For today you should:
1) Check the performance of your Graph.py
2) Read Chapter 4 and answer the reading questions below.
3) Read the paper by Barabasi and Albert.
1) Chapter 4 reading questions
2) Explanatory models.
3) Thomas Kuhn.
For next time you should:
1) Read about Thomas Kuhn and "Objectivity, Value Judgement and Theory Choice."
2) Read Chapter 5 and prepare the reading questions below.
2) Continue to work on exercises at your pace.
WS: Social networks have high clustering because most links are local, but the presence of even a small number of non-local links reduces the average path length to a small near-constant.
BA: Social networks have high variability in degree; that is, most people have a small number of contacts, but a few people have a very large number. These people act as "hubs" that connect distant nodes and keep path lengths short.
Which is true?
Realism: Theories are either true or false depending on whether they correspond to reality.
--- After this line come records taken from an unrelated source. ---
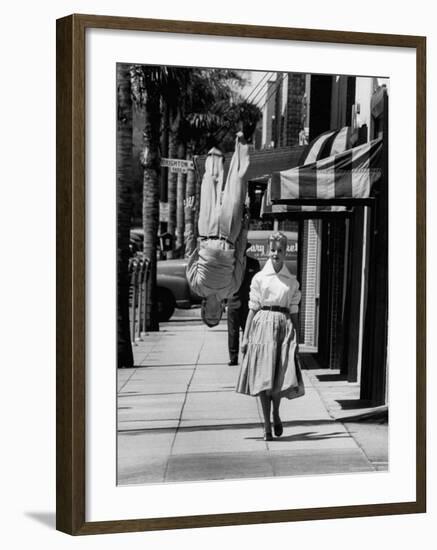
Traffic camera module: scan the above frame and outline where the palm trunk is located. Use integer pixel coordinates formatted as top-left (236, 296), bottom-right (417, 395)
top-left (142, 90), bottom-right (160, 331)
top-left (185, 143), bottom-right (197, 244)
top-left (176, 143), bottom-right (187, 248)
top-left (117, 63), bottom-right (134, 368)
top-left (167, 109), bottom-right (180, 258)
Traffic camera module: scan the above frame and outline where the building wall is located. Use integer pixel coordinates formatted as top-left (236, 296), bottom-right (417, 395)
top-left (285, 73), bottom-right (306, 146)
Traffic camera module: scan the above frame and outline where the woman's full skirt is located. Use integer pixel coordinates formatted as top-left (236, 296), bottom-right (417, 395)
top-left (236, 310), bottom-right (304, 399)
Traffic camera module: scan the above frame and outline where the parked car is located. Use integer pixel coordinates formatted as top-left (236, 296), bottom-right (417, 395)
top-left (131, 231), bottom-right (297, 322)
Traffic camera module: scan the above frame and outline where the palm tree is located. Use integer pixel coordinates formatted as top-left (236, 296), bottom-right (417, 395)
top-left (117, 63), bottom-right (134, 368)
top-left (131, 65), bottom-right (168, 331)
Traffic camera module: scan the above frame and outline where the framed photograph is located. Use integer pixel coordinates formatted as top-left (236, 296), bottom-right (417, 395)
top-left (56, 15), bottom-right (426, 535)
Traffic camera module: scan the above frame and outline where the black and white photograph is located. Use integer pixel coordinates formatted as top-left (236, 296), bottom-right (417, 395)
top-left (114, 66), bottom-right (391, 486)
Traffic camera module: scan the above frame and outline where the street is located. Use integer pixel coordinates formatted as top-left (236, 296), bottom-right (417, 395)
top-left (118, 310), bottom-right (388, 485)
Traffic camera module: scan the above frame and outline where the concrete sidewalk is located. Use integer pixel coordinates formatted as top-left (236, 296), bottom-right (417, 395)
top-left (118, 315), bottom-right (387, 485)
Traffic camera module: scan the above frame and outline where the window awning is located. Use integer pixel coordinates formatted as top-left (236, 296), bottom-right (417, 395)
top-left (263, 138), bottom-right (382, 215)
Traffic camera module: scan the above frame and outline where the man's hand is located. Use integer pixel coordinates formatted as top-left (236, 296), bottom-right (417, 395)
top-left (184, 195), bottom-right (196, 210)
top-left (184, 195), bottom-right (196, 218)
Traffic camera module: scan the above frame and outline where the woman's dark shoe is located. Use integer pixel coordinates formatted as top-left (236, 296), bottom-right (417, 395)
top-left (273, 418), bottom-right (284, 437)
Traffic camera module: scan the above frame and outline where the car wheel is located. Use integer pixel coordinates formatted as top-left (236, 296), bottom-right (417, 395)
top-left (156, 287), bottom-right (176, 323)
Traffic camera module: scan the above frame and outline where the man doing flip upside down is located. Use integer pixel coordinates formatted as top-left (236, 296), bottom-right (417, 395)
top-left (186, 132), bottom-right (249, 327)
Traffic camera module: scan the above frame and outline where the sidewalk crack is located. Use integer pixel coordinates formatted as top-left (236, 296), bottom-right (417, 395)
top-left (163, 337), bottom-right (205, 482)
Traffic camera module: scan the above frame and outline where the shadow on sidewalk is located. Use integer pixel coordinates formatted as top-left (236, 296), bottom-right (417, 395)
top-left (244, 431), bottom-right (351, 443)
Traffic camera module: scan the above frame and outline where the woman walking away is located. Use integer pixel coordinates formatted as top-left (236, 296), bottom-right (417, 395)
top-left (236, 233), bottom-right (304, 441)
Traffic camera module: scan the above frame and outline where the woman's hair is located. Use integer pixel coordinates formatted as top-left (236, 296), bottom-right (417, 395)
top-left (269, 231), bottom-right (287, 250)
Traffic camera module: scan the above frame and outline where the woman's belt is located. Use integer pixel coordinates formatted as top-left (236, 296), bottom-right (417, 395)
top-left (261, 306), bottom-right (290, 313)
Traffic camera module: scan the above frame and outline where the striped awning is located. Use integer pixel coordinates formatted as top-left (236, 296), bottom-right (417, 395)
top-left (262, 127), bottom-right (382, 215)
top-left (270, 138), bottom-right (382, 203)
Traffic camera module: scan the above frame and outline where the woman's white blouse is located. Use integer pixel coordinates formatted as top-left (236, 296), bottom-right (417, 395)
top-left (249, 260), bottom-right (301, 313)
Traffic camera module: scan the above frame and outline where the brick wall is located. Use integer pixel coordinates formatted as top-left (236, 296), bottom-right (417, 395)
top-left (285, 73), bottom-right (305, 146)
top-left (300, 220), bottom-right (320, 347)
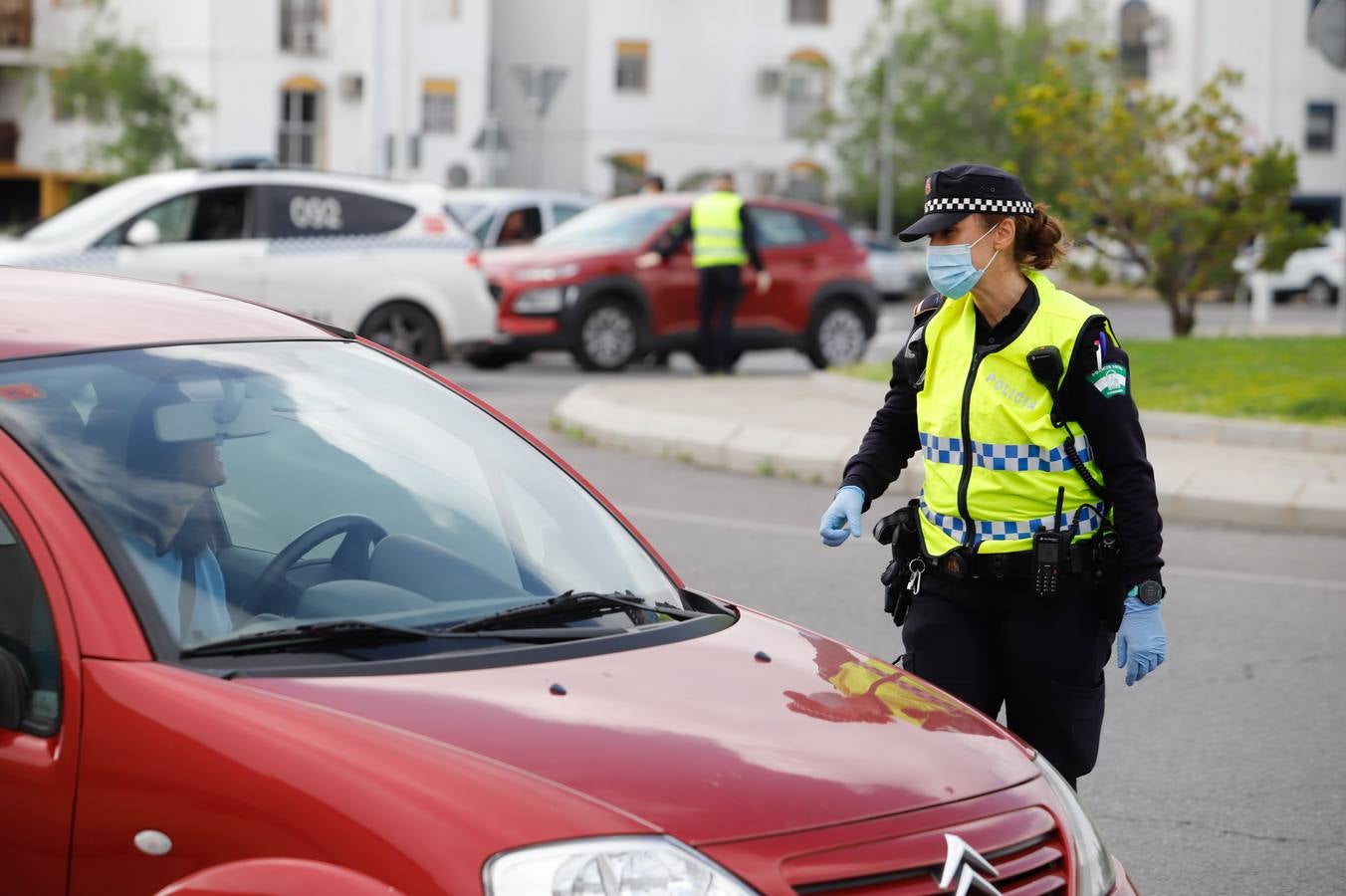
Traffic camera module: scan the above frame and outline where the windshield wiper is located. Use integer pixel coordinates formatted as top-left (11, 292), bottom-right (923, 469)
top-left (436, 590), bottom-right (705, 633)
top-left (179, 619), bottom-right (618, 658)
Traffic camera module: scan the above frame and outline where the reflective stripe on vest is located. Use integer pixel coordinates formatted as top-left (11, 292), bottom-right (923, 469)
top-left (692, 191), bottom-right (749, 268)
top-left (917, 271), bottom-right (1104, 556)
top-left (921, 498), bottom-right (1102, 541)
top-left (921, 432), bottom-right (1093, 472)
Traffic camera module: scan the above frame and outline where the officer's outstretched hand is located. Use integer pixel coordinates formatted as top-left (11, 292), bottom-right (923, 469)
top-left (1117, 596), bottom-right (1169, 686)
top-left (818, 486), bottom-right (864, 548)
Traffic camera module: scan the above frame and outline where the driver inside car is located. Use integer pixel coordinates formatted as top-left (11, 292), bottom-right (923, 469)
top-left (109, 380), bottom-right (269, 644)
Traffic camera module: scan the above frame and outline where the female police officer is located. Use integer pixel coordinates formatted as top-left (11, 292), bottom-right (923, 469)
top-left (819, 164), bottom-right (1166, 784)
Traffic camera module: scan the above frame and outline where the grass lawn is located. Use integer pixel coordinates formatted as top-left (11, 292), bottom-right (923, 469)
top-left (842, 336), bottom-right (1346, 426)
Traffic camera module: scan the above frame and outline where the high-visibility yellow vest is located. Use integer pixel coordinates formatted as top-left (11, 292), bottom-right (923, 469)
top-left (917, 271), bottom-right (1104, 557)
top-left (692, 190), bottom-right (749, 268)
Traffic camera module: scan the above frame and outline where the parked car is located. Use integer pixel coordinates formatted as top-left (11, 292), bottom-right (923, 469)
top-left (0, 167), bottom-right (496, 363)
top-left (0, 271), bottom-right (1133, 896)
top-left (1234, 230), bottom-right (1346, 306)
top-left (850, 229), bottom-right (933, 299)
top-left (468, 194), bottom-right (879, 370)
top-left (446, 188), bottom-right (597, 249)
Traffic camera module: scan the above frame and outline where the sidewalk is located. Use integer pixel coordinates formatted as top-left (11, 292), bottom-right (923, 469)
top-left (555, 374), bottom-right (1346, 536)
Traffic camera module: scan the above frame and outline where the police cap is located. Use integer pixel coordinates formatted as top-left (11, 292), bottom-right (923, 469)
top-left (898, 164), bottom-right (1033, 242)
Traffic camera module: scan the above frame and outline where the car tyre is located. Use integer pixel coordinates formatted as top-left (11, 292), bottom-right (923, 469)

But if "true" means perfect correspondence with reality, then all theories are trivially false.
In that case, what are the criteria for preferring one theory over another?
Structure of Scientific Revolutions:
1) normal science/paradigm shift
2) incommensurate paradigms
From Through the Looking Glass:
3) rejection of idealized models of scientific method
Reactions to SSR, from mild to strong
a) scientists are human, but the scientific method is still the goal of good science
b) theory choice is frequently under-determined by facts, other criteria also matter, but choices can be justified
c) science is no more objective than any other field of inquiry, theory choice is a personal preference, scientific consensus is mob rule
d) so-called "truth" is all relative, there are no "facts", science has no special claim on truth, it is just a tool the Man uses to keep the people down...
"Objectivity, Value Judgment and Theory Choice" is Kuhn's reaction to (d), where he makes an argument for something like #(b).
As a warmup, you might want to read:
Reading questions for "Objectivity, Value Judgment and Theory Choice":
1) What are Kuhn's criteria for theory choice?
2) What limitations does Kuhn acknowledge for using these criteria?
3) What is Kuhn's answer to the charge that scientific consensus is "mob psychology"?
Chapter 5 reading questions
1) In the context of a cellular automaton, what is a neighborhood? What kind of graph does this remind you of?
2) Why do we draw 1-D CAs with 2-D diagrams?
3) What's the difference between a list of lists and a Numpy array?
4) What is the connection between CADrawer and the Template Pattern?
5) What is the difference between a top-quality PRNG and a truly random process?
6) What is the principle of determinism, and what scientific discoveries cast doubt on it?
7) Are CAs physical models?
Next time we will come back to these questions:
1) What is universality?
2) What is the Principle of Computational Equivalence?
3) What is falsifiability? Why is it a good thing for a scientific theory to be falsifiable?